L'infirmière Libérale Magazine n° 311 du 01/02/2015

 

Éditorial

MATHIEU HAUTEMULLE  

La métaphore du “corps social” a ses limites. Qui est censé constituer la tête ? Qui le pied ? Personne, non plus, n’a le monopole du cœur. Cette image du “corps social” a pourtant été mobilisée après les attentats de janvier pour tenter de comprendre l’impensable. « Nos sociétés refoulent des populations entières hors du corps social », a ainsi analysé le penseur Zygmunt Bauman. Ce bannissement aurait conduit certains,en quête de vengeance, à commettre l’irréparable horreur. Parmiles moteurs de cette exclusion, figure « notre capitulation devantun capitalisme licencieux, effréné, aveugle à la misère humaine »*. Touchée à un organe (de presse), touchée en son cœur, la société française, elle, a donné l’impression de faire corps, jusqu’à “l’unité nationale” – au moins en partie, du moins en apparence. Reste à savoir maintenant quel “traitement” appliquer à ce grand corps meurtri. Les seuls tressaillements de la main droite de l’État, celle qui frappe et condamne, ne suffiront pas, et risquent de se doubler d’effets secondaires pour toute la population. Il faut lui ajouter l’action de la main gauche, celle du social, de l’éducation, de la santé, de la protection. Le corps social n’existe peut-être pas ; il y a, à l’inverse, un peu de social en chacun de nous : du social incorporé.
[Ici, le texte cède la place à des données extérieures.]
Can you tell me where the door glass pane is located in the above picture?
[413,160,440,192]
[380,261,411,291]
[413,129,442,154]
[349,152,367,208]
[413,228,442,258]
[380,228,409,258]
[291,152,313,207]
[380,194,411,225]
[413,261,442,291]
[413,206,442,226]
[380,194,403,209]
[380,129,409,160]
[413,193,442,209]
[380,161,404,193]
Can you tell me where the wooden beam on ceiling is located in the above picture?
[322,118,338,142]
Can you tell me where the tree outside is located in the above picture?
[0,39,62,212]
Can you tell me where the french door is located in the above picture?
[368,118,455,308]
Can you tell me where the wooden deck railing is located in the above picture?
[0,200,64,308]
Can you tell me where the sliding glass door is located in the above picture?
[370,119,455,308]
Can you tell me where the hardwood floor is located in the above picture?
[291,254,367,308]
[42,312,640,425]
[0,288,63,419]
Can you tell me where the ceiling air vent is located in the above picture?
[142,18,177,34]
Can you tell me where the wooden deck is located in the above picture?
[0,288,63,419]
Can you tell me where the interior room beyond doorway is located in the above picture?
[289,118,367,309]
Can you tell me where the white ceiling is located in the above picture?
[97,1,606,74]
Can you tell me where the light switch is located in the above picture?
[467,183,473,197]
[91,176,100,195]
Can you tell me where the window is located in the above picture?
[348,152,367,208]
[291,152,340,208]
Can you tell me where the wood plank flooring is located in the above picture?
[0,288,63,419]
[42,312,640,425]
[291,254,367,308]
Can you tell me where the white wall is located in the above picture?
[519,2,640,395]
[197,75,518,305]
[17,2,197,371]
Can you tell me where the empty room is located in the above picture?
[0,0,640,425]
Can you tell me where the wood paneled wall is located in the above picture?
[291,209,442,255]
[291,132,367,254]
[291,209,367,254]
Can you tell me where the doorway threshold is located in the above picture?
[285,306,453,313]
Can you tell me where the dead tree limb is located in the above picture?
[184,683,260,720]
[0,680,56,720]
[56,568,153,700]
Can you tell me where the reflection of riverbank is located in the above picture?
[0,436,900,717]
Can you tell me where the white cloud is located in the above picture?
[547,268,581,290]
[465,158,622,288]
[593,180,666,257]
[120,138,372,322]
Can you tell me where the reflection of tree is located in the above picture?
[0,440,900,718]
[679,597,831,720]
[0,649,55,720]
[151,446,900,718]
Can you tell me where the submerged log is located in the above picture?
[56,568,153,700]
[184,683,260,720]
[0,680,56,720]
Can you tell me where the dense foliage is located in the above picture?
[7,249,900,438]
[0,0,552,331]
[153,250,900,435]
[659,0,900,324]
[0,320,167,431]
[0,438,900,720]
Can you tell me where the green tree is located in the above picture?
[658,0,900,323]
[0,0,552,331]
C’est cette partie qui nous rattache à l’autre, suffisamment pour être tous raccord, sans forcément être d’accord. Nul doute que les soignants, par leur connaissance du corps, et de l’humain, pourront, plus que d’autres, contribuer à ce que se relève ce fameux corps social.

* Interview paru dans le Corriere della sera, à lire sur le site de Courrier international (bit.ly/1C5zkmo).